The [`LazyValue<T>`] type wraps the (relative) offset in the crate metadata
where a `T` has been serialized. There are also some variants, [`LazyArray<T>`]
and [`LazyTable<I, T>`].
The `LazyArray<[T]>` and `LazyTable<I, T>` types provide some functionality over
`Lazy<Vec<T>>` and `Lazy<HashMap<I, T>>`:
- It's possible to encode a `LazyArray<T>` directly from an `Iterator`, without
first collecting into a `Vec<T>`.
- Indexing into a `LazyTable<I, T>` does not require decoding entries other
than the one being read.
**note**: `LazyValue<T>` does not cache its value after being deserialized the
first time.
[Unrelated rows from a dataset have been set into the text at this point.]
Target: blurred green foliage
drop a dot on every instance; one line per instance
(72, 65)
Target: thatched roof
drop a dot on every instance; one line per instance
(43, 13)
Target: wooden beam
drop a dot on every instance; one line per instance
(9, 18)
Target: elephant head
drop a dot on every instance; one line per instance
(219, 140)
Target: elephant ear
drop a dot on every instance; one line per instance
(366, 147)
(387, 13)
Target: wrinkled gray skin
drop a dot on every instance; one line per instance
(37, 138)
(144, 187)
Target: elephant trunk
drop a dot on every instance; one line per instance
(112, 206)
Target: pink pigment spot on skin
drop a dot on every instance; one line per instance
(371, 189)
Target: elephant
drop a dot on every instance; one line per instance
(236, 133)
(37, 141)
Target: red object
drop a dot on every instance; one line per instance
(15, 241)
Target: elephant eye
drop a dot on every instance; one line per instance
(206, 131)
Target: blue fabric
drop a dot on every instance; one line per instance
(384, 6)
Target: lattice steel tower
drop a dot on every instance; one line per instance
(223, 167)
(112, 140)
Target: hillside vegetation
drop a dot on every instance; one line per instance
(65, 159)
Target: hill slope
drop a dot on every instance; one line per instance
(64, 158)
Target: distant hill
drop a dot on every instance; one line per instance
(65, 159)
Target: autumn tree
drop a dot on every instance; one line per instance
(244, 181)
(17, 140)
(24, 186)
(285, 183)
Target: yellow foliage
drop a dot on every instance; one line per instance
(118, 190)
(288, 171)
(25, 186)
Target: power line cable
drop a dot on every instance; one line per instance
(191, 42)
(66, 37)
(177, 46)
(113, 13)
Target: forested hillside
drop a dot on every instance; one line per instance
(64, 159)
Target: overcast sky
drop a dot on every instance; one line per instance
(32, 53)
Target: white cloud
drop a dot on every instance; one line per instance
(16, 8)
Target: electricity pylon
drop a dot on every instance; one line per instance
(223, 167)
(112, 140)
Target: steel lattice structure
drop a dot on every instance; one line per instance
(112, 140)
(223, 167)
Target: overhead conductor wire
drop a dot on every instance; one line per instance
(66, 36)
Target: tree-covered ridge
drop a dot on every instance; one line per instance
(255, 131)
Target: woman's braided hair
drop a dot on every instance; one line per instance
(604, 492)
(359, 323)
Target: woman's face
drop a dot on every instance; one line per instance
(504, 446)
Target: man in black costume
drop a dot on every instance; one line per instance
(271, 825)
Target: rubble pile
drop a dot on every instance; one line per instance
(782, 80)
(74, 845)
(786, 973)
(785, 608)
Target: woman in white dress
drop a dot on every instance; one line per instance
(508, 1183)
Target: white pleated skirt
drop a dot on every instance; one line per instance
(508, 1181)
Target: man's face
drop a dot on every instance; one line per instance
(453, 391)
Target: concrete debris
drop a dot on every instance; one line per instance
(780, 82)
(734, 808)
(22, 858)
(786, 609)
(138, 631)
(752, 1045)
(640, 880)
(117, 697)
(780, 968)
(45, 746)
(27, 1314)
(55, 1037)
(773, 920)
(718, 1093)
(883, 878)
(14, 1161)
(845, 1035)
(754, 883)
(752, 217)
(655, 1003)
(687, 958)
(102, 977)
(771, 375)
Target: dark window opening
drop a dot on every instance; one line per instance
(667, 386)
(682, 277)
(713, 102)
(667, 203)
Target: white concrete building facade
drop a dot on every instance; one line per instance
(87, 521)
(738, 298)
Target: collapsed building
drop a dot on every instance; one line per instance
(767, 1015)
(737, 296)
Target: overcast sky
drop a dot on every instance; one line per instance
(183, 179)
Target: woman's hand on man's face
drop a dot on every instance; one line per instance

Instead the query system itself is the main way of caching these
results.
[`LazyArray<T>`]: https://doc.rust-lang.org/nightly/nightly-rustc/rustc_metadata/rmeta/struct.LazyValue.html
[`LazyTable<I, T>`]: https://doc.rust-lang.org/nightly/nightly-rustc/rustc_metadata/rmeta/struct.LazyValue.html
[`LazyValue<T>`]: https://doc.rust-lang.org/nightly/nightly-rustc/rustc_metadata/rmeta/struct.LazyValue.html
## Specialization
A few types, most notably `DefId`, need to have different implementations for
different `Encoder`s. This is currently handled by ad-hoc specializations, for
example: `DefId` has a `default` implementation of `Encodable<E>` and a
specialized one for `Encodable<CacheEncoder>`.